The London Stock Exchange Group has broadened the range of companies allowed to operate within its low-latency market-linked datacentre, from market participants to hosting providers
Written by Jack Clark, Contributor

The London Stock Exchange Group opened its market-linked datacentre to non-trading market participants on Monday for the first time.

Providers of financial-market information, such as Thomson Reuters, can now co-locate equipment within the London Stock Exchange Group's (LSEG) low-latency market-linked datacentre. The LSEG has offered hosting services since 2009, but until yesterday these were restricted purely to market participants, such as high-frequency trading firms.

"Now the vendors are able to take their own cabinets and provide their own services to all trading participants within the hosting centre and to people who aren't hosted in the centre, so they will obviously have a latency advantage," a spokesman for the LSEG told ZDNet UK on Tuesday.
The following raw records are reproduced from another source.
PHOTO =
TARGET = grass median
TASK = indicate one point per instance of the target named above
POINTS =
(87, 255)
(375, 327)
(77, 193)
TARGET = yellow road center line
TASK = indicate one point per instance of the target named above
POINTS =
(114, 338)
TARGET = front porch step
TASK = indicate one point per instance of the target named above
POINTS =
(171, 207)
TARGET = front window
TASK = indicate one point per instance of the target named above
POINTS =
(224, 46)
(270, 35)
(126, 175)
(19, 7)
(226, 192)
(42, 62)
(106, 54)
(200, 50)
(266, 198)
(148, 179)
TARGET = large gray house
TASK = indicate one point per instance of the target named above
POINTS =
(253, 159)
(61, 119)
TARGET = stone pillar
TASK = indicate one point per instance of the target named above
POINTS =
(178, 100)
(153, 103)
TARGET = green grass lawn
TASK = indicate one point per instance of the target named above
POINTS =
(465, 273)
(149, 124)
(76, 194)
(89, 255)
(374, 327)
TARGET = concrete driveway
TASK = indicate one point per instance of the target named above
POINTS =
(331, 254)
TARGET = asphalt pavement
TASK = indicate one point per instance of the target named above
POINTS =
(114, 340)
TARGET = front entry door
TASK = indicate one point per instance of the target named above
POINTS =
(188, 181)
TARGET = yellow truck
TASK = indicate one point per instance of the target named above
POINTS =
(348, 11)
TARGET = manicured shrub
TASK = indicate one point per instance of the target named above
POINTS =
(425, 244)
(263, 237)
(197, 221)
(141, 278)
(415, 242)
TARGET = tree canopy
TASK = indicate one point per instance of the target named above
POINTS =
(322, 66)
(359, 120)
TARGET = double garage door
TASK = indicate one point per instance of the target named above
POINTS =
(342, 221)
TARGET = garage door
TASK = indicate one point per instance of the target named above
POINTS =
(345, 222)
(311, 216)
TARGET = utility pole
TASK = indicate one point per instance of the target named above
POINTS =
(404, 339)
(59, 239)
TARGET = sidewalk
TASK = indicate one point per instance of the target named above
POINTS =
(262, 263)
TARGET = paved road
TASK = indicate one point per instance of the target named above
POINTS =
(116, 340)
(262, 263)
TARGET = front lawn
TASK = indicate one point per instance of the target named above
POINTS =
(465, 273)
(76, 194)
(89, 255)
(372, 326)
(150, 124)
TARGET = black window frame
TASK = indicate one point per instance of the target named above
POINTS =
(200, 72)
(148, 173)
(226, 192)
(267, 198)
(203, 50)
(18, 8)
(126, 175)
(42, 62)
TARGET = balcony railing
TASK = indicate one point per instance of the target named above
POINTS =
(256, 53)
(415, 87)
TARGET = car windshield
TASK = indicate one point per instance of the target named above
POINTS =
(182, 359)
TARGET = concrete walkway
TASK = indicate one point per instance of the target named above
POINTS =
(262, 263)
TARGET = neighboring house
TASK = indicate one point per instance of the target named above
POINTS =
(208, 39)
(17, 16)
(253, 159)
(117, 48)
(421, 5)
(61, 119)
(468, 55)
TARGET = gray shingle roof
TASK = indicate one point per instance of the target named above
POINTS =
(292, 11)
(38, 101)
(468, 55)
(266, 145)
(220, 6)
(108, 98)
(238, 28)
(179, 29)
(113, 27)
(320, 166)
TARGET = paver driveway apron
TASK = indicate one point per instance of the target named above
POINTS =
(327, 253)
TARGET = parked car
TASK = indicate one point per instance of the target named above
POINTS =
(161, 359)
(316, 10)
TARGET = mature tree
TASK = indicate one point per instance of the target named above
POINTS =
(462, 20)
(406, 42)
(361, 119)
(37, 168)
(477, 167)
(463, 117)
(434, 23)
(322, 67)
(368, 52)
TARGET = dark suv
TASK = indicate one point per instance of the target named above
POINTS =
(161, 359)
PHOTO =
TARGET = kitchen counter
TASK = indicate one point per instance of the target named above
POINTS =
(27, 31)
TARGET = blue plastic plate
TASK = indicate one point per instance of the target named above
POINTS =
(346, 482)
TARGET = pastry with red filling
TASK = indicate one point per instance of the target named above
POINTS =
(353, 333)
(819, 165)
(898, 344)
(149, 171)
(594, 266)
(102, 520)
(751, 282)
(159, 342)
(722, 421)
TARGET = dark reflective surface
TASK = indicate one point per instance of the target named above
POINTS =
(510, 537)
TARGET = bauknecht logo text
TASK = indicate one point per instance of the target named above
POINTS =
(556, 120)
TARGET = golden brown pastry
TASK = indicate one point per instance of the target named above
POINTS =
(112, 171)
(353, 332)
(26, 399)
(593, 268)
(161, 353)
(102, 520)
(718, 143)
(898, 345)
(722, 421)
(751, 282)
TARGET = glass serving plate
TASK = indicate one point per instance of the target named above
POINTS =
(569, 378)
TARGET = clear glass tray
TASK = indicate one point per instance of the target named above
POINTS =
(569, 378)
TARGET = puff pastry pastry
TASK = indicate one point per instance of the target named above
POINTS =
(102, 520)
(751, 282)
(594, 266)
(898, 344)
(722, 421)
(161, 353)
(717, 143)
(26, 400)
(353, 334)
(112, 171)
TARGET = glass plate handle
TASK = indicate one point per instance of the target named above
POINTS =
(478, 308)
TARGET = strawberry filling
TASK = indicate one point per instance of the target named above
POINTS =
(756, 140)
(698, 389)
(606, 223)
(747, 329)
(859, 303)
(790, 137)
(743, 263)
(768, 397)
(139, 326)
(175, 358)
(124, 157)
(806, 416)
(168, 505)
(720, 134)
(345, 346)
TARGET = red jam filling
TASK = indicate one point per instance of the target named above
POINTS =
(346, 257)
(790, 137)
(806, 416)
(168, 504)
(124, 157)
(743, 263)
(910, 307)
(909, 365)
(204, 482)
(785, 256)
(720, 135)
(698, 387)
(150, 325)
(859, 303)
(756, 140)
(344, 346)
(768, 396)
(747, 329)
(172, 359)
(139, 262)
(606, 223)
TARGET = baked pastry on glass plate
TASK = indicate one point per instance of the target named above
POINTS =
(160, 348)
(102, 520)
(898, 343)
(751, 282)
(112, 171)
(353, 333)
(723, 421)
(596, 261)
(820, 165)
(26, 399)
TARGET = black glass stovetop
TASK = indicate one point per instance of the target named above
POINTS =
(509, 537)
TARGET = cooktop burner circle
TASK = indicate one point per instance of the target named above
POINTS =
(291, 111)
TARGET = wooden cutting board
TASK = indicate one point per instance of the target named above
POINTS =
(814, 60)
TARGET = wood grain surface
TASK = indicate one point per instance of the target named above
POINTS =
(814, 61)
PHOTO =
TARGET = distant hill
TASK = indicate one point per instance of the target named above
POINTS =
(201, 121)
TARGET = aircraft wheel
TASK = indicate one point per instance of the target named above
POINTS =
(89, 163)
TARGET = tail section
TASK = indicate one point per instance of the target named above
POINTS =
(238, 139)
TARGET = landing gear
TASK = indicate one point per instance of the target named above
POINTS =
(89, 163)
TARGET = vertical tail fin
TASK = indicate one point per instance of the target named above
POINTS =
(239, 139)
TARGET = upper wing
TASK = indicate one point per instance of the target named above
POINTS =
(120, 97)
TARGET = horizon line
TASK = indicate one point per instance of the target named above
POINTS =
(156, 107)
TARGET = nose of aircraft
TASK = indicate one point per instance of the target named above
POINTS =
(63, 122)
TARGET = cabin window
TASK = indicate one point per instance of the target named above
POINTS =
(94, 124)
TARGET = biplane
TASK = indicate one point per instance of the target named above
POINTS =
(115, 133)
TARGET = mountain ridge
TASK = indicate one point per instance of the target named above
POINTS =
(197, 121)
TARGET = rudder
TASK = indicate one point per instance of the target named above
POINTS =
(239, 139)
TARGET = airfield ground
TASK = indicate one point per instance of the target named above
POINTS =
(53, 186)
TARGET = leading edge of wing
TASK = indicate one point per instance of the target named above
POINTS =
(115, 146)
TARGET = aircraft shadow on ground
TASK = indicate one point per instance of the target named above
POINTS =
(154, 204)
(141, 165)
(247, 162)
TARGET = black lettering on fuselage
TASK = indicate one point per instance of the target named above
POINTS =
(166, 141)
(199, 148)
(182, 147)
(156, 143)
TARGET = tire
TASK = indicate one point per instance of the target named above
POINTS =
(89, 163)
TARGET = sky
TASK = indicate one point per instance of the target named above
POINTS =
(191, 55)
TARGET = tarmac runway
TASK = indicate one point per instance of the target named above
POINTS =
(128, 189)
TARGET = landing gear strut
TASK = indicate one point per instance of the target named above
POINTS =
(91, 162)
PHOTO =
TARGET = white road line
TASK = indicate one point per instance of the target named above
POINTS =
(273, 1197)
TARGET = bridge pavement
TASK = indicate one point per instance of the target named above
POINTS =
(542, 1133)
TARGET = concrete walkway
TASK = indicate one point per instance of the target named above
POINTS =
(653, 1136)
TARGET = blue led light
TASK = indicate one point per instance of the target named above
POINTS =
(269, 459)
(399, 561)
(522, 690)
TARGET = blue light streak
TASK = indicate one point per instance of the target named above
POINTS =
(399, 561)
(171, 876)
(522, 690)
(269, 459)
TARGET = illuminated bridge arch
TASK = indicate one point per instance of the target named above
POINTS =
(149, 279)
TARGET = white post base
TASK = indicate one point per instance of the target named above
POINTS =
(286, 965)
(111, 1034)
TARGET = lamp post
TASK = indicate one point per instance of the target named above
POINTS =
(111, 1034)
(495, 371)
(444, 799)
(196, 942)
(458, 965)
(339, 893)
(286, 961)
Previously, a provider of market information could enter the LSEG datacentre only if invited by a trading firm, and then they would have to sit inside that firm's cabinet, the spokesman said. Monday's announcement means that market information and managed-hosting providers will be able to have their own cabinets, connect to multiple trading firms within the datacentre and offer managed services to trading participants.

To accommodate the expansion in service, the LSEG has created extra capacity within the hosting part of its datacentre and has plans to expand again in the future. In tandem with the expansion, the LSEG is going to upgrade the datacentre's IT infrastructure to boost the overall size and available bandwidth of its networking equipment. This should allow it to decrease latency and accommodate more services, according to the stock-exchange company.

The move by LSEG to expand its co-location business places it in heightened competition with finance-focused datacentre providers such as Interxion. It will be going after the same customer base of high-frequency traders, financial firms and providers of market information, who base their business models around low latency to the markets in which they function.